After spending years just drifting, an adult Jim (played by D. Vincent Ashby) returns to the town of Maxwell. It’s been rebuilt and, amazingly enough, there seems to be next to no sign that it was ever the site of a huge apocalyptic fire. (I suspect this has more to do with the film’s budgetary limitations than anything else.) He ends up staying with his brother and occasionally, he seems to be possessed by some unseen force. (For example, there’s the time that he wanders into his nephew’s bedroom while wielding a hammer.) Jim meets his ex-girlfriend Shelly and an old friend named Bill. And, through it all, he continues to have visions of horribly burned zombies telling him that everything is all his fault…
It’s always tempting to get snarky when talking about a movie like 2004’s Burning Dead. This is a microbudget film that was obviously made with a largely amateur cast, the majority of whom are quite stiff as they deliver their overdramatic dialogue. Yes, it would be easy to make fun of Burning Dead but you know what? For what it is, it’s not that bad. It’s a horror film that had a lot of interesting ideas but not the budget to really execute them. But there are films with huge budgets that have absolutely no interesting ideas. Ridicule the limitations of Burning Dead if you must but, as far as I’m concerned, the filmmakers deserve some credit for trying to create something more than just your standard low-budget zombie film.
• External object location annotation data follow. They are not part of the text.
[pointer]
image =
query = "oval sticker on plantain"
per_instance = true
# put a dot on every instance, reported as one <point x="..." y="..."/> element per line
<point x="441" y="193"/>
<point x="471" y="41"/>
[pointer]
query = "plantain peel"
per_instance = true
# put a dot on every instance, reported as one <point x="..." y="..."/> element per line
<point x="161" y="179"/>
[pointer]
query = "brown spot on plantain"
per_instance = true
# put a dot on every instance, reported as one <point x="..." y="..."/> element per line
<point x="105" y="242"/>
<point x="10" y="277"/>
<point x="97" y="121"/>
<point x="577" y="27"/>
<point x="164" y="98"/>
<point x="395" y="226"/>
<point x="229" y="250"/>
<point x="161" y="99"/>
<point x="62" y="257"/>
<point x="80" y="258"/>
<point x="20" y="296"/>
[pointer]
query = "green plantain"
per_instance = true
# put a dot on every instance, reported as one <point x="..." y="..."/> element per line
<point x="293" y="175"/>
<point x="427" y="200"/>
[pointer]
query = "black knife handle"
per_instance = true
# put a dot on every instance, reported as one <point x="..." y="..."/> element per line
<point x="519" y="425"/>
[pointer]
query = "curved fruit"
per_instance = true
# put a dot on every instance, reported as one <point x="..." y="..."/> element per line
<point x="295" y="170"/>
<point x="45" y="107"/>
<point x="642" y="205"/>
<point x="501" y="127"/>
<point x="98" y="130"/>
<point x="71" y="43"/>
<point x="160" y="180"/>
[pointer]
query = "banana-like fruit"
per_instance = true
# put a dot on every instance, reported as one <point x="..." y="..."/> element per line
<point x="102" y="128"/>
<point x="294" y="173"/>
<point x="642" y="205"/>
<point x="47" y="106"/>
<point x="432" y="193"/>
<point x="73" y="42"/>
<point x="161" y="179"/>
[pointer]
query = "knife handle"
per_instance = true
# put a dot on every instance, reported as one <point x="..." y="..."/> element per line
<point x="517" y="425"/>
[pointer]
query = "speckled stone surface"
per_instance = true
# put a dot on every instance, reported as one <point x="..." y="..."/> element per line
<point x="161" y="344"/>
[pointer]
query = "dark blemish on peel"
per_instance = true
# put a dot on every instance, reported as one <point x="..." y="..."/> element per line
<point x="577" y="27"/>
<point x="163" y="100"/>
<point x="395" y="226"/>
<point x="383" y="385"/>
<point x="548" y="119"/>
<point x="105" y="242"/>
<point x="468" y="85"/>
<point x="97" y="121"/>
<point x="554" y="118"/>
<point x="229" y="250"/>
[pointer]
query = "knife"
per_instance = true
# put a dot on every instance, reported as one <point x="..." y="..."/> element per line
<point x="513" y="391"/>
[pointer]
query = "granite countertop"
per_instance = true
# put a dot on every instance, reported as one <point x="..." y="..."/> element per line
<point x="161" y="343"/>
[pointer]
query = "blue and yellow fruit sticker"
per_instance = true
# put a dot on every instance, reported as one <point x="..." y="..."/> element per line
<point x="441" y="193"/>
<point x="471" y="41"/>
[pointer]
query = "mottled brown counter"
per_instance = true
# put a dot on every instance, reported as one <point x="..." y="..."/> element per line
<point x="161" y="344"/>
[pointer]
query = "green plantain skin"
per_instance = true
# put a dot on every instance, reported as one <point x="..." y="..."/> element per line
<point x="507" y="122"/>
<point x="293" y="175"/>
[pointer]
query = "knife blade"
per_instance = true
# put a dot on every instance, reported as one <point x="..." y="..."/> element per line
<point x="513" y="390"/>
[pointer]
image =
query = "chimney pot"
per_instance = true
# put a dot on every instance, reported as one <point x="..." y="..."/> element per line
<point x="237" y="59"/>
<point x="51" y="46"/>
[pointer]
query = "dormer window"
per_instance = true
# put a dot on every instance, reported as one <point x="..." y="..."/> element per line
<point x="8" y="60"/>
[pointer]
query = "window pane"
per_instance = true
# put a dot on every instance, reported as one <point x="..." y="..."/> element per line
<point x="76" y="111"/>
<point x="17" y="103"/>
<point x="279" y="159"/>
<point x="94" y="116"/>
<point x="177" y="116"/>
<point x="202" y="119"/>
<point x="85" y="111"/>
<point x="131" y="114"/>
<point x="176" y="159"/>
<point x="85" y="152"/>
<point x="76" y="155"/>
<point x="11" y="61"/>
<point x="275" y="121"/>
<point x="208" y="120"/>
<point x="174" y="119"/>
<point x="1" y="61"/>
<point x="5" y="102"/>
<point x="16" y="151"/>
Add to that, I am an admirer of the stoned nonchalance of D. Vincent Ashby’s lead performance. It may be a the result of a lifetime of trauma but Jim, at times, seems to be one of the most mellow in protagonists in the history of horror cinema. No matter what he’s confronting or explaining, Jim retains the same casual attitude.
My favorite moment in the film came when Bill asked Jim if his parents lost anything in the fire.
“Their lives,” Jim replies with a slight shrug.
Obviously, Burning Dead is not the easiest of films to find. It’s included in the Decrepit Crypt of Nightmares Boxset and that’s where I found it.
(One final bit of trivia: according to his imdb page, director George Demick previously played a zombie in George Romero’s Day of the Dead.)